Se gli americani hanno avuto (Alfred) Kinsey, e tutti noi l’omonimo film (2004) di Bill Condon con Liam Neeson, l’educazione contro pregiudizi, ignoranze e ipocrisie dalla cintola in giù – e in su – in Polonia ha avuto un volto femminile: Michalina Wislocka, autrice del saggio bestseller The Art of Loving / A Practical Guide to Marital Bliss.

In Concorso al 42. Polish Film Festival di Gdynia, il biopic che ne dà contezza è The Art of Loving. The Story of Michalina Wislocka, scritto da Krzysztof Rak e diretto da Maria Sadowska, già cantante di fama, campione di incassi del 2017 in Polonia con oltre 1,7 milioni di biglietti staccati.
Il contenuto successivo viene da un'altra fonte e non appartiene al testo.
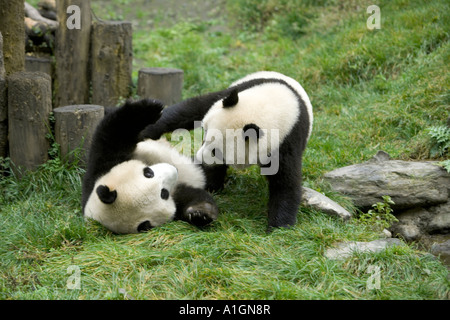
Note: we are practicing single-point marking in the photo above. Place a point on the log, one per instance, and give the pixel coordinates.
(13, 30)
(74, 128)
(34, 14)
(112, 62)
(164, 84)
(47, 8)
(39, 64)
(29, 107)
(72, 53)
(3, 105)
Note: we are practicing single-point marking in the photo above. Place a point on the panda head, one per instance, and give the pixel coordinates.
(133, 197)
(233, 133)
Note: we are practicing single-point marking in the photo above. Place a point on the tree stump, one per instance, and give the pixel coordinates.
(13, 29)
(72, 52)
(164, 84)
(35, 64)
(112, 62)
(3, 105)
(74, 128)
(29, 107)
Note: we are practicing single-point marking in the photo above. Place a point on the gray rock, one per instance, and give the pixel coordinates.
(440, 219)
(345, 250)
(317, 201)
(409, 184)
(417, 222)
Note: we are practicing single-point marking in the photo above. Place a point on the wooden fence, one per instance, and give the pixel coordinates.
(91, 68)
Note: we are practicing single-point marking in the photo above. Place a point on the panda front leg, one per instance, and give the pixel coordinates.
(194, 205)
(284, 194)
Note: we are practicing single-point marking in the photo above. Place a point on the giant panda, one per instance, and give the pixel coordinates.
(132, 186)
(273, 114)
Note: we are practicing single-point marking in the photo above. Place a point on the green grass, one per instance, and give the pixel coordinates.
(371, 90)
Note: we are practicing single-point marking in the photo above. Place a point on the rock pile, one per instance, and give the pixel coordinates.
(420, 190)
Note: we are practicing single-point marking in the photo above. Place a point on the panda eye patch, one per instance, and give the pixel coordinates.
(148, 173)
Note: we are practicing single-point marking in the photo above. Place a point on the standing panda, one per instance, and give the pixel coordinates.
(266, 112)
(133, 186)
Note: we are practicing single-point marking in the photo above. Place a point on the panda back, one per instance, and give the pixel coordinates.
(160, 151)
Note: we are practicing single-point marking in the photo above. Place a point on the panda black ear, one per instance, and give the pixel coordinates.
(105, 195)
(231, 100)
(251, 130)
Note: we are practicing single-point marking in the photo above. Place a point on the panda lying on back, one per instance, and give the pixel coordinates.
(132, 186)
(255, 109)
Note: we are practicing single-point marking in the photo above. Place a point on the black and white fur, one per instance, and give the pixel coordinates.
(131, 185)
(271, 99)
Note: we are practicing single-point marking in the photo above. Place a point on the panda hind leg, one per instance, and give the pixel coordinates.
(284, 197)
(195, 206)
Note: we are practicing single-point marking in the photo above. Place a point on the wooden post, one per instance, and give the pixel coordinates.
(72, 52)
(164, 84)
(29, 107)
(12, 15)
(112, 62)
(74, 128)
(3, 105)
(35, 64)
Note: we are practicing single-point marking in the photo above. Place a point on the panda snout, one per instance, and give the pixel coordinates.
(144, 226)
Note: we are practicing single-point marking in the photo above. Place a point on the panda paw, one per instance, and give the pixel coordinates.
(201, 214)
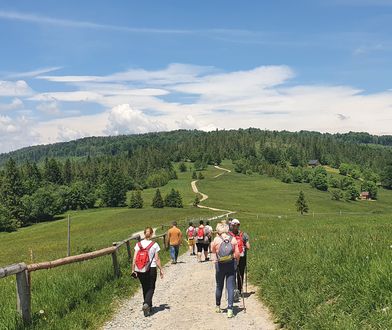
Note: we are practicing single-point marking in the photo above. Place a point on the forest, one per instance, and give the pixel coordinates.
(37, 183)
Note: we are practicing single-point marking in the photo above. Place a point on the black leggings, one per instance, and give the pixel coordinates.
(240, 273)
(148, 280)
(201, 247)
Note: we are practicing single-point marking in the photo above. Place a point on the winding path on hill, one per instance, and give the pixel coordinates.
(185, 299)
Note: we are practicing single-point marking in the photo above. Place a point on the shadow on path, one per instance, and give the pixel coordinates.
(160, 308)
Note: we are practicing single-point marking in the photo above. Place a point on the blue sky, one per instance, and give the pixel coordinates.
(80, 68)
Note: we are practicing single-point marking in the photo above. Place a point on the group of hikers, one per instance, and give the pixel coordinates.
(227, 247)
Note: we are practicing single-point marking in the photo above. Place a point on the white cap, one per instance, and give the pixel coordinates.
(235, 222)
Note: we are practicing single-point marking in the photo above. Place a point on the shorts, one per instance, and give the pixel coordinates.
(202, 246)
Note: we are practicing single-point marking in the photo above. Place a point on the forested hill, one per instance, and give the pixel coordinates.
(362, 149)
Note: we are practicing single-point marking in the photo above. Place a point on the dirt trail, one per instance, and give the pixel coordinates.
(185, 299)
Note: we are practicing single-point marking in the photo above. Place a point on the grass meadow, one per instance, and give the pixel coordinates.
(330, 269)
(82, 295)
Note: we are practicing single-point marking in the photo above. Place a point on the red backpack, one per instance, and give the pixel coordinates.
(200, 233)
(191, 232)
(240, 241)
(142, 261)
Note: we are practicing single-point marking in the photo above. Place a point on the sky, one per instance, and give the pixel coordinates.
(73, 69)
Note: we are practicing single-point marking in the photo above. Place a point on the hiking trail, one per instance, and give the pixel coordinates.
(185, 299)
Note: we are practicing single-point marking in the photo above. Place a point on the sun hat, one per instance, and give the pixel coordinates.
(235, 222)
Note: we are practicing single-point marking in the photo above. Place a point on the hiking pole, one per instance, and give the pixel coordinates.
(242, 291)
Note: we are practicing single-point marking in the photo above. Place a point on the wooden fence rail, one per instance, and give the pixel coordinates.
(23, 271)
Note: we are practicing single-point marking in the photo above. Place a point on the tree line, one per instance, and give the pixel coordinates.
(38, 183)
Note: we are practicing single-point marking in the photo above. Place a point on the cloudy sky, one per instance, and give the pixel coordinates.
(83, 68)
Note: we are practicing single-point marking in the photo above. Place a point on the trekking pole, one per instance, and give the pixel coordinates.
(242, 291)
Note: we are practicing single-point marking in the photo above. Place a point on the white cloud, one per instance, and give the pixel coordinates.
(16, 133)
(14, 88)
(123, 119)
(33, 73)
(194, 97)
(15, 104)
(50, 108)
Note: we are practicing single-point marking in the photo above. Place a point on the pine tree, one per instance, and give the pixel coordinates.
(11, 189)
(301, 204)
(182, 167)
(67, 172)
(196, 202)
(173, 199)
(157, 201)
(136, 201)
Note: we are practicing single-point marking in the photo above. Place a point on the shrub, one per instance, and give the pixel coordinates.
(337, 194)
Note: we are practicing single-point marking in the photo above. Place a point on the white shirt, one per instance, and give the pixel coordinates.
(151, 253)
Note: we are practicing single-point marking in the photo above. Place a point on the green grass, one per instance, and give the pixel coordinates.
(82, 295)
(328, 271)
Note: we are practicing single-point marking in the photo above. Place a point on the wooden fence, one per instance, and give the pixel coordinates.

Prima donna sessuologa del suo Paese, la Wislocka – intensamente interpretata da Magdalena Boczarska, che regala anche bei nudi – viene inquadrata tra vita privata - il triangolo con amica e marito (lui è Piotr Adamczyk, e un po’ viene da ridere perché fu Papa Woytjla in Karol e qui fornica alla grande) il fallimento del matrimonio, la divisione dei “figli”, l’amore per un uomo sposato – e vita pubblica, ovvero la battaglia matta e disperatissima per far pubblicare il libro, appunto, una guida alla vita sessuale destinato a rivoluzionare usi e, ehm, consumi della società polacca. Il saggio venne editato nel 1976 con il titolo Sztuka kochania (The Art of Loving), non prima di venire osteggiato dal partito comunista, messo all’indice dalla Chiesa, vilipeso dalla censura.
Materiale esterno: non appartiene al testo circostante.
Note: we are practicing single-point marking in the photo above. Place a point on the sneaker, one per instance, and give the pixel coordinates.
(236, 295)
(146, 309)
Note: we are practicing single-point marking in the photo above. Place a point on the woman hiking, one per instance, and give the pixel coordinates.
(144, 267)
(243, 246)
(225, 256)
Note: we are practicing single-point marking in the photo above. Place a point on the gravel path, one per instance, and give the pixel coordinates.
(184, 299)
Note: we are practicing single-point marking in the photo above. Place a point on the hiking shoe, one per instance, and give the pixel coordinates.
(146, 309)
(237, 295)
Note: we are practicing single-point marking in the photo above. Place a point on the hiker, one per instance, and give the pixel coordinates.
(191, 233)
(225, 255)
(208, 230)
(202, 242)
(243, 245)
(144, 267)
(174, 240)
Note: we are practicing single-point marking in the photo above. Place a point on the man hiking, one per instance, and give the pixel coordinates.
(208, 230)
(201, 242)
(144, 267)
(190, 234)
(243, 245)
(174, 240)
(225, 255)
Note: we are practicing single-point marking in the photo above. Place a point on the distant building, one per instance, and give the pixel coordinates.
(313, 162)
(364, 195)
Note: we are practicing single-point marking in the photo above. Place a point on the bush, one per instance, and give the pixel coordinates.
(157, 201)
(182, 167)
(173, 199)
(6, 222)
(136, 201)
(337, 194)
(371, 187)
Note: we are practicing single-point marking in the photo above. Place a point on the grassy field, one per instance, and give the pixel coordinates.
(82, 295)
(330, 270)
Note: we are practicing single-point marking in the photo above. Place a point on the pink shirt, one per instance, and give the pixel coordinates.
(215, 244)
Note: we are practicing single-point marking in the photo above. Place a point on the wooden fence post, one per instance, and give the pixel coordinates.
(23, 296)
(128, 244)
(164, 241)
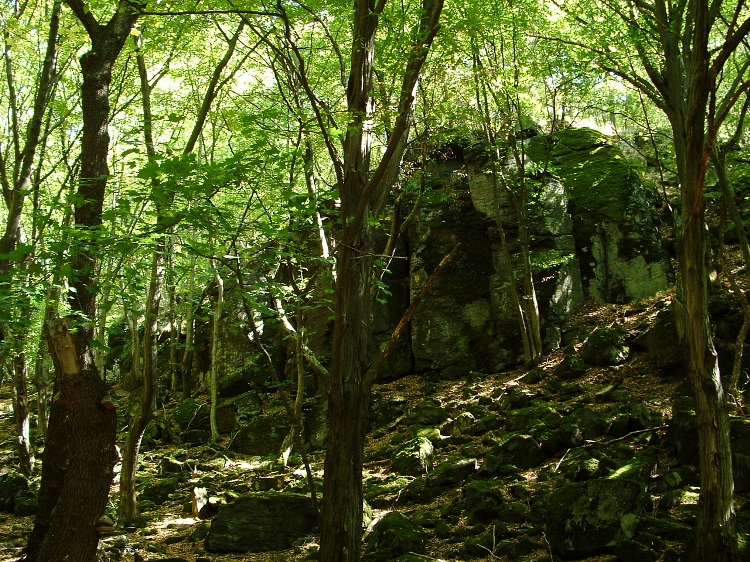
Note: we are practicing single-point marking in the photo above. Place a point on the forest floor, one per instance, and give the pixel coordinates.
(170, 530)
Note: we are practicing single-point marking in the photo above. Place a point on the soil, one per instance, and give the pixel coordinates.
(169, 528)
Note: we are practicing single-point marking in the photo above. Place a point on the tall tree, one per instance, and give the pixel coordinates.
(363, 196)
(13, 335)
(80, 455)
(676, 54)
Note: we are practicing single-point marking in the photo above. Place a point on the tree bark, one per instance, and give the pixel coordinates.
(74, 496)
(21, 415)
(363, 196)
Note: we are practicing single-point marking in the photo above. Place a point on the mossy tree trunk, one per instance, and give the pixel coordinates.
(363, 196)
(80, 453)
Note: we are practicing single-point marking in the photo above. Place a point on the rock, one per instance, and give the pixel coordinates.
(12, 484)
(587, 518)
(571, 367)
(606, 346)
(633, 550)
(579, 465)
(621, 253)
(740, 439)
(24, 506)
(661, 341)
(261, 522)
(452, 472)
(157, 490)
(261, 435)
(414, 457)
(393, 536)
(582, 425)
(427, 413)
(192, 414)
(521, 451)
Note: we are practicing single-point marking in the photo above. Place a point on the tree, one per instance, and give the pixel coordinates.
(363, 196)
(14, 333)
(676, 54)
(163, 194)
(80, 455)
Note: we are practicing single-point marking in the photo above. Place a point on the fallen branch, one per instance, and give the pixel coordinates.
(372, 372)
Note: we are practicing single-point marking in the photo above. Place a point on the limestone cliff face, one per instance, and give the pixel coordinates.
(593, 235)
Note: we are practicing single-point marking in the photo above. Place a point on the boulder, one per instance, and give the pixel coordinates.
(622, 256)
(260, 522)
(606, 346)
(582, 425)
(394, 536)
(488, 500)
(414, 457)
(12, 485)
(521, 451)
(662, 343)
(157, 490)
(592, 517)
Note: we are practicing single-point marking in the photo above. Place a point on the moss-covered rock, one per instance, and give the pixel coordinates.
(394, 536)
(157, 490)
(414, 457)
(521, 451)
(606, 346)
(12, 484)
(622, 256)
(586, 518)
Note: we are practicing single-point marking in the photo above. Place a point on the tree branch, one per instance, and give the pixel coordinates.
(372, 372)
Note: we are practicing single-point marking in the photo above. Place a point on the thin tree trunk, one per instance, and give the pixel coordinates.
(215, 337)
(363, 195)
(186, 361)
(21, 414)
(716, 539)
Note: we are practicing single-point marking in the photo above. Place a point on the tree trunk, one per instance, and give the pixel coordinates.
(187, 352)
(21, 415)
(363, 196)
(80, 441)
(214, 376)
(715, 530)
(347, 408)
(75, 495)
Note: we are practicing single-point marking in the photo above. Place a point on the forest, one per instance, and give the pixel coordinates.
(267, 194)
Nel cast anche Justyna Wasilewska, Eryk Lubos, Borys Szyc, Arkadiusz Jakubik e Wojciech Mecwaldowski, il film non erige la Wislocka, già affiancata a Virginia Johnson e William Masters per la sua “crociata” educativa, a eroina dura e pura, ovvero felicemente e stolidamente di successo, al contrario, i suoi fallimenti e, soprattutto, la sua solitudine non vengono né elisi né elusi.

Pioniera indefessa, si sacrificò per quella causa o, meglio, quella causa non contribuì a renderle la vita facile o felice: fu solo con il suo Capitano (Lubos) che sesso e amore le vennero di pari passo, ma non era destinata a durare.

La sua missione viene raccontata in tre epoche, l’immediato dopoguerra – lei e il marito vennero sottratti ai campi dall’amica-amante, e la scena è di totale indifferenza per la sorte infausta dei rimanenti prigionieri: i tre se ne vanno a braccetto e sorridenti – poi gli anni ’50 della Polonia stalinista e quindi i ’70, quando le sue pagine scoprirono le coltri retrive e sessiste del Paese.

Non è un film interamente riuscito, The Art of Loving, è narrativamente intorcinato, inutilmente prolisso e sovente superficiale, ma la bravura degli interpreti, la “bontà” della missione e, al contempo, una certa dolente, cinica schiettezza – l’orgasmo non è la panacea a tutti i mali – ne fanno un prodotto gradevole, esportabile (anche da noi) e non interamente addomesticato. Perché tra una diagnosi e un amplesso, un successo per conto terzi e un fallimento esistenziale, rimane aperta una questione: l’arte d’amare e la scienza del sesso sono sinonimi o contrari?